Dies & das zu John Carpenter:
John Carpenter (*16.01.1948) gehört zu den erfolgreichsten Regisseuren der USA und wurde vor allem durch seine "Halloween"-Reihe berühmt. Er wuchs in Bowling Green/Kentucky auf und sein Vater war Musiker bzw. Musiklehrer, weshalb Carpenter Violine, Klavier und Gitarre lernte. Während seiner Schulzeit in Kentucky spielte er auch in einer Band, wollte aber immer Filme machen. Sein musikalisches Hobby brachte er jedoch häufig wieder bei der Komposition der Scores ein. Wobei gerade der Einsatz von Synthesizern deutlich zu hören ist. Der diesbezügliche Ansatz war jedoch nicht die elektronische Musik, sondern eher die klassische Komposition. So beeinflusste ihn Bernard Herrmann ("Psycho") nach eigenen Aussagen sehr. Während ihm große Filmthemen wie die von "Krieg der Sterne" persönlich sehr gefallen, wählt er für seine Streifen eher einen musikalischen Teppich, um die Handlung zu untermalen.
Im Jahr 1968 kam John Carpenter nach Hollywood und schaute sich in seinem Lieblingskino, dem Los Angeles Theatre, so ziemlich jeden Film an, der damals herauskam. Das war quasi die "Hauptausbildung" zum Regisseur, die er neben seinem Studium an der U.S.C. (University of Southern California - Schools of Music & Cinema-Television) absolvierte.
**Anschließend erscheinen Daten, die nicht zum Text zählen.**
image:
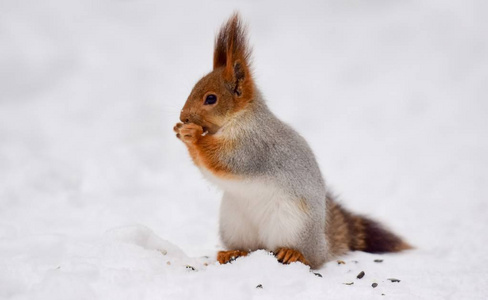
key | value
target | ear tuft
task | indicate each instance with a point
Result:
(233, 54)
(231, 43)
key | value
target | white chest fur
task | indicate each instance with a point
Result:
(257, 214)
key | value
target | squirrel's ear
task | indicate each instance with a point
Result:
(232, 53)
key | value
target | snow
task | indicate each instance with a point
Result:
(99, 200)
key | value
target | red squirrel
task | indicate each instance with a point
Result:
(275, 197)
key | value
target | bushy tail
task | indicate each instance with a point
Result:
(347, 231)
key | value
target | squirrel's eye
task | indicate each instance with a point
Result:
(210, 99)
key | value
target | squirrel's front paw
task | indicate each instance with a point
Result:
(188, 133)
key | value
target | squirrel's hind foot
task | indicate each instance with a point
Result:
(287, 256)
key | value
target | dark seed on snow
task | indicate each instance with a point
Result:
(360, 275)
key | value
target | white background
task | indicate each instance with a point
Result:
(95, 189)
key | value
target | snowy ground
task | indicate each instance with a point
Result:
(99, 200)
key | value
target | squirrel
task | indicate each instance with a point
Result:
(274, 195)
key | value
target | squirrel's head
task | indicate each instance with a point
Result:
(229, 88)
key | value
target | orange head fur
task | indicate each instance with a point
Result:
(229, 87)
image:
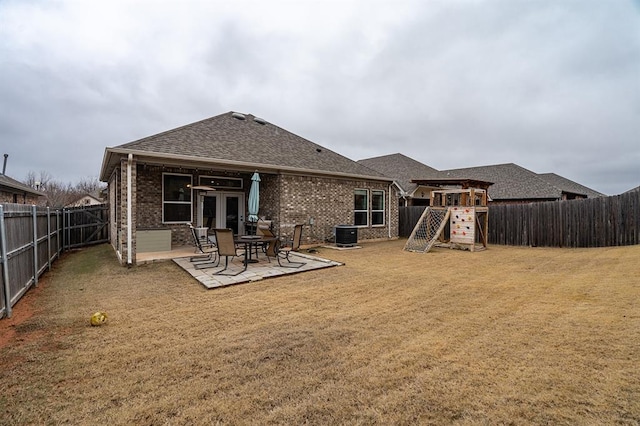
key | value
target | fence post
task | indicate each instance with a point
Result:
(35, 244)
(5, 264)
(48, 239)
(58, 234)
Zuvor hatte erbereits an der Western Kentucky Universität studiert, ging jedoch kurz vor dem Abschluss nach Kalifornien.
In der Dokumentation "John Carpenter - Fürst der Dunkelheit" erklärt der Altmeister viele Hintergründe zu seinen Filmen. Er ist auch der Ansicht, dass Filme nicht politisch oder intellektuell sind, sondern rein emotional.
Sein wohl bekanntester Film ist "Halloween", wo er 18 Jahre nach dem Horrorschocker "Psycho" mit Jamie Lee Curtis die Tochter der damaligen Hauptdarstellerin Janet Leigh berühmt machte. Mit diesen "Slasher"-Movies begründete Carpenter ein neues Genre, das mit Reihen wie "Freitag der 13.", "Nightmare" oder auch "Scream" Fortsetzung fand. Darin geht es um rücksichtlose Killer, die einfach ohne Skrupel über unschuldige Menschen herfallen.
Auch abseits des Horror-Genres versuchte sich John Carpenter: Während er mit "Starman" einen nach eigenen Aussagen "Mädchenfilm" ablieferte, war der für den Mainstream konzipierte Film "Big Trouble in Little China" ein veritabler Flop, weswegen er dem klassisischen Hollywood-Kino endgültig den Rücken kehrte.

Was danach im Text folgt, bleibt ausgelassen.